Quantum-Like Contextuality in Large Language Models
Kin Ian Lo, Mehrnoosh Sadrzadeh, Shane Mansfield
TL;DR
The paper investigates whether quantum-like contextuality can emerge in natural language by constructing a linguistic schema modeled on contextual quantum scenarios and instantiating it with a masked-language modeling setup using BERT. They apply two contextuality frameworks—the signalling-corrected sheaf-theoretic model and Contextuality-by-Default (CbD)—and report massive numbers of contextual instances, including 77,118 sheaf-contextual and 36,938,948 CbD-contextual cases. A key finding is that the difference in BERT logit scores, ${\Delta l}$, maps to the embedding-distance between noun vectors, yielding ${\epsilon} = \tanh({\Delta l}/2)$ and enabling a strong link between contextuality and Euclidean distance in embedding space; cubic regression further strengthens these associations. The results suggest that quantum-inspired contextuality concepts may be relevant for language tasks and encourage future exploration of contextuality-driven advantages, human judgments, and extensions to broader coreference challenges like donkey anaphora and the Winograd Schema Challenge.
Abstract
Contextuality is a distinguishing feature of quantum mechanics and there is growing evidence that it is a necessary condition for quantum advantage. In order to make use of it, researchers have been asking whether similar phenomena arise in other domains. The answer has been yes, e.g. in behavioural sciences. However, one has to move to frameworks that take some degree of signalling into account. Two such frameworks exist: (1) a signalling-corrected sheaf theoretic model, and (2) the Contextuality-by-Default (CbD) framework. This paper provides the first large scale experimental evidence for a yes answer in natural language. We construct a linguistic schema modelled over a contextual quantum scenario, instantiate it in the Simple English Wikipedia and extract probability distributions for the instances using the large language model BERT. This led to the discovery of 77,118 sheaf-contextual and 36,938,948 CbD contextual instances.

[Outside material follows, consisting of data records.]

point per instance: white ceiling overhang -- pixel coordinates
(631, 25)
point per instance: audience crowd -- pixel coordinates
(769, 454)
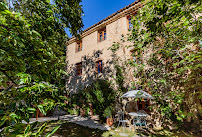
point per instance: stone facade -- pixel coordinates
(92, 50)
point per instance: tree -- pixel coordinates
(169, 34)
(32, 59)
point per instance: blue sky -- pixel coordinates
(96, 10)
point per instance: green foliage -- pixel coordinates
(32, 55)
(99, 94)
(170, 32)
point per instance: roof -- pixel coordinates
(111, 18)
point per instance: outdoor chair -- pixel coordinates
(122, 121)
(140, 121)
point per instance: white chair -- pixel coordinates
(122, 121)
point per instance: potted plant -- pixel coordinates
(108, 115)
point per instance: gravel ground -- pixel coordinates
(83, 121)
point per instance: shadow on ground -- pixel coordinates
(73, 130)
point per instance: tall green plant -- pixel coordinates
(169, 34)
(32, 55)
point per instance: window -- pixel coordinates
(102, 35)
(143, 104)
(129, 19)
(136, 56)
(99, 66)
(79, 69)
(78, 46)
(130, 25)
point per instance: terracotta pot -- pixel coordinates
(109, 121)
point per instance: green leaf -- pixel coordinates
(52, 132)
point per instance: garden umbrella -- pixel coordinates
(137, 94)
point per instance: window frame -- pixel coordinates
(102, 32)
(96, 66)
(129, 22)
(78, 46)
(143, 103)
(79, 69)
(137, 59)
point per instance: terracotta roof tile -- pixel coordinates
(110, 16)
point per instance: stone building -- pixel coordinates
(89, 58)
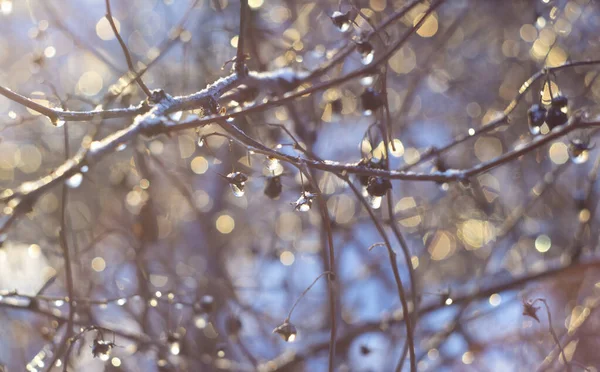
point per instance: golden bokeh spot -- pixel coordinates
(408, 203)
(225, 224)
(441, 246)
(559, 153)
(429, 27)
(199, 165)
(475, 233)
(98, 264)
(543, 243)
(287, 258)
(104, 31)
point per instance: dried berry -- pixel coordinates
(304, 202)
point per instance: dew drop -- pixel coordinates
(238, 190)
(341, 20)
(367, 58)
(367, 80)
(57, 122)
(374, 201)
(74, 181)
(580, 157)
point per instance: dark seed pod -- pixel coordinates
(287, 331)
(273, 187)
(556, 117)
(371, 100)
(536, 116)
(237, 181)
(101, 348)
(341, 20)
(560, 101)
(378, 186)
(579, 150)
(369, 163)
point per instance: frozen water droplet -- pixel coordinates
(238, 190)
(75, 180)
(374, 201)
(304, 202)
(176, 116)
(366, 80)
(58, 122)
(367, 57)
(274, 167)
(175, 348)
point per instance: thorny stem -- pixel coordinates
(551, 330)
(305, 292)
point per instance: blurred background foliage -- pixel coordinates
(191, 277)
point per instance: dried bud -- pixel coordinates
(372, 164)
(237, 181)
(530, 310)
(341, 20)
(304, 202)
(101, 349)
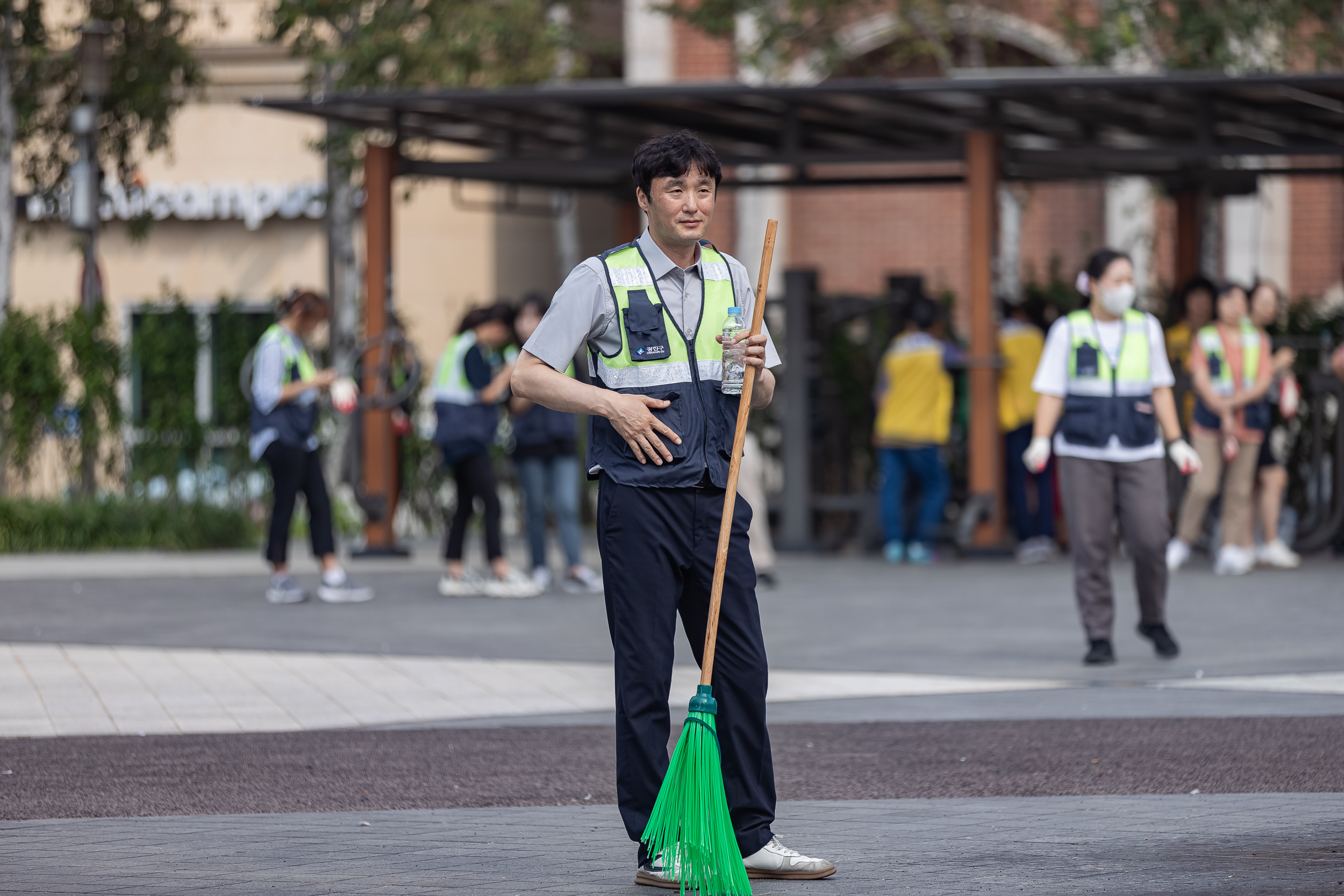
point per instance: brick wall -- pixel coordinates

We proved that the contextual instances came from semantically similar words, by deriving an equation between degrees of contextuality and Euclidean distances of BERT's embedding vectors. A regression model further reveals that Euclidean distance is indeed the best statistical predictor of contextuality. Our linguistic schema is a variant of the co-reference resolution challenge. These results are an indication that quantum methods may be advantageous in language tasks.